Berikut ini beberapa hal yang harus kita pertimbangkan saat menghadapi situasi ini. Jangan lupa, jelaskan sesuai dengan usia anak tersebut. 

  • Katakan yang sebenarnya, bahwa orangtuanya meninggal dunia dan tidak akan kembali lagi. Katakan bahwa sekarang almarhum telah kembali kepada Tuhan. Dia tidak akan kembali ke sini, kitalah yang akan pergi kepada Tuhan. Jangan sekali-sekali berbohong dengan berkata bahwa Mama akan kembali dalam mimpi. Anak yang berduka akan merasa tak adil dan sakit hati karena dia pasti ingin Mama kembali dalam wujud fisik, bukan dalam mimpi.
  • Ijinkan dia bersedih untuk sementara waktu. Jangan sarankan untuk melupakan. Wajar, kalau mereka masih sedih dan rindu ketika baru saja kehilangan. Bersabarlah. Bahkan orang dewasa pun seringkali butuh waktu yang lama untuk tidak lagi bersedih atas kematian pasangannya. 
  • Bantu anak untuk mengenang orangtuanya dengan cara yang sehat. Tanyakan apa yang dia suka dari almarhum: apa kebiasaannya yang melekat di pikiran anak; apa yang sering dilakukan, dikatakan; apa warna atau benda kesayangannya. Bantu dia mengenangnya. Boleh membuat surat cinta kepada sang Mama atau Papa, untuk mengekspresikan perasaannya. 
  • Ceritakan juga perasaan kita padanya bahwa kita pun kehilangan, rindu, sedih.
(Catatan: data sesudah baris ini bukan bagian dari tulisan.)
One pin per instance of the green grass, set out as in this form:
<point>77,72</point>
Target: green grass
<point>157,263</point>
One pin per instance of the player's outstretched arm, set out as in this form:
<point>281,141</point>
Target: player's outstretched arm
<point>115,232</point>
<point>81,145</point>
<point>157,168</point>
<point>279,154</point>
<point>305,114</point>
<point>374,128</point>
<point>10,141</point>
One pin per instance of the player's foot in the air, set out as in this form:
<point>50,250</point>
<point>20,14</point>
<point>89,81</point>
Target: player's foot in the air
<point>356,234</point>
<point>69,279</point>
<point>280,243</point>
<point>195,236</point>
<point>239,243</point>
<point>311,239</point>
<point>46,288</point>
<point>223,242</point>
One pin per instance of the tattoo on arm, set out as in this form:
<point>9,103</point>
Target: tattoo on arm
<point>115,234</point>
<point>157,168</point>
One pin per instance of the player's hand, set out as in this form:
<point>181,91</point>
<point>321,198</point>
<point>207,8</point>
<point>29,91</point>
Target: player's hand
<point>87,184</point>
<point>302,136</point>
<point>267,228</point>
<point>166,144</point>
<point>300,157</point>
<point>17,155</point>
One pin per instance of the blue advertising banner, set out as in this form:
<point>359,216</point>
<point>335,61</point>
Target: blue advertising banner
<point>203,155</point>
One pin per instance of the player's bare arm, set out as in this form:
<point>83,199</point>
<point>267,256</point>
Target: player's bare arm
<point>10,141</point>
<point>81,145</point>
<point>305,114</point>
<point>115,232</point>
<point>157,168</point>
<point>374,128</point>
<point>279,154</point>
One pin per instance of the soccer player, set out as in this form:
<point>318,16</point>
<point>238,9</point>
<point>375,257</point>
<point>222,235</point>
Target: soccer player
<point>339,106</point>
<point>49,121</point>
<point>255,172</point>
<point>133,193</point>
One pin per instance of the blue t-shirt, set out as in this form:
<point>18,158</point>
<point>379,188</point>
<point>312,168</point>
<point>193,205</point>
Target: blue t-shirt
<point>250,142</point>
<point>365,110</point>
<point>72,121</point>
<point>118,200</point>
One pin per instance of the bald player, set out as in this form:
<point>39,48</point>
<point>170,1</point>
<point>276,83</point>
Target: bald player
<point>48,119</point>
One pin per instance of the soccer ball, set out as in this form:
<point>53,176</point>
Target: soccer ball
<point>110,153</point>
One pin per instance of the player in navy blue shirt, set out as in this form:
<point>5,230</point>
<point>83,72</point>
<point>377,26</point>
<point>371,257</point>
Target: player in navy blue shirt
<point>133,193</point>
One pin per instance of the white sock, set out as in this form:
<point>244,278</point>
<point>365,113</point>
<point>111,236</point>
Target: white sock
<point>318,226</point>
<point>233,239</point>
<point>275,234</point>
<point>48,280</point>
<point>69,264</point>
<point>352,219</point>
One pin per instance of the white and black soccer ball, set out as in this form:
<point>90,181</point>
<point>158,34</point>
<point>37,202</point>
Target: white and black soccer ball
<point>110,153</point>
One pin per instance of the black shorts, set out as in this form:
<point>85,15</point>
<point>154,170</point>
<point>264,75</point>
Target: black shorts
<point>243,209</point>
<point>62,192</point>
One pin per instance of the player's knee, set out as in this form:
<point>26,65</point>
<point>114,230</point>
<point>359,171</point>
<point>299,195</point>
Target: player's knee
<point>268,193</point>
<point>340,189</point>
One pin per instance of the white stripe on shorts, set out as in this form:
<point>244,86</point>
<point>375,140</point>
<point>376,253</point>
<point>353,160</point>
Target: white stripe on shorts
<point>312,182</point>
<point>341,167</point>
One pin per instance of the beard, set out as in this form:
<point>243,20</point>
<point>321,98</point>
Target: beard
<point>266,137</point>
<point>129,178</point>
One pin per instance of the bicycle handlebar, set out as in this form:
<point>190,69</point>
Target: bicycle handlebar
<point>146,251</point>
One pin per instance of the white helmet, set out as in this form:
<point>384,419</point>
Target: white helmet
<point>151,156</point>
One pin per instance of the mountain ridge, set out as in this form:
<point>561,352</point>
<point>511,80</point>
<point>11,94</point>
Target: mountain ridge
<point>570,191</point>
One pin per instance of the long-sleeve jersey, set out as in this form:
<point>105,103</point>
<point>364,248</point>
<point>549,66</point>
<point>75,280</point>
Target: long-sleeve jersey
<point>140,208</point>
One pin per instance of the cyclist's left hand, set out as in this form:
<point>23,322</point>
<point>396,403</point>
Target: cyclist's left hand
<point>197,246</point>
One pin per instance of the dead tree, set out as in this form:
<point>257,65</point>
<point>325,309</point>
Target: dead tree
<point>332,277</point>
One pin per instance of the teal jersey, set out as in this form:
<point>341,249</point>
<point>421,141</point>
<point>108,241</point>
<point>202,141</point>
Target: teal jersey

Dengan begitu, dia tahu bahwa apa yang dirasakannya itu normal. Kadang-kadang, orang dewasa terlalu cepat menunjukkan bahwa mereka telah pulih. Ini membuat anak merasa bersalah karena ia sendiri masih sedih. 
  • Anak menghadapi kematian dengan cara yang berbeda-beda. Ada yang banyak bertanya. Ada yang diam saja. Ada yang terus menerus menangis. Jangan marahi. Hadapi dengan lembut dan peluk mereka. Coba jawab pertanyaan mereka dengan sabar. 
  • Kemana dia bisa mengadu setelah orangtuanya meninggal? Tentu, yang pertama-tama kepada Tuhan. Dekatkan anak kepada Tuhan karena pada akhirnya memang hanya Tuhanlah yang tetap ada bagi dia. Kita juga suatu saat akan meninggalkannya. Yang kedua, jika masih ada, kepada orangtuanya yang masih hidup. Yang ketiga, kepada sanak saudara. Jika kebetulan kita adalah sanak saudaranya, katakan bahwa dia bisa menghubungi kita kalau dia perlu. Tepati janji Anda.
  • Kremasi atau pemakaman? Jelaskan apa yang akan terjadi pada jenasah orangtuanya. Jelaskan juga apa yang sebenarnya terjadi terhadap jiwa sang orangtua menurut agama yang bersangkutan. 
  • Bantu anak untuk pulih dengan cara yang benar, bukan dengan paksaan "jangan ingat-ingat Mama lagi, dia sudah meninggal. Kamu harus sekolah dan bantu Papa, ya." Percayalah, dia akan tetap tumbuh besar dan pada waktunya akan bisa membantu orangtuanya. Tapi jangan paksa dia melakukannya sekarang, saat hatinya sedang sedih karena kehilangan orangtuanya. 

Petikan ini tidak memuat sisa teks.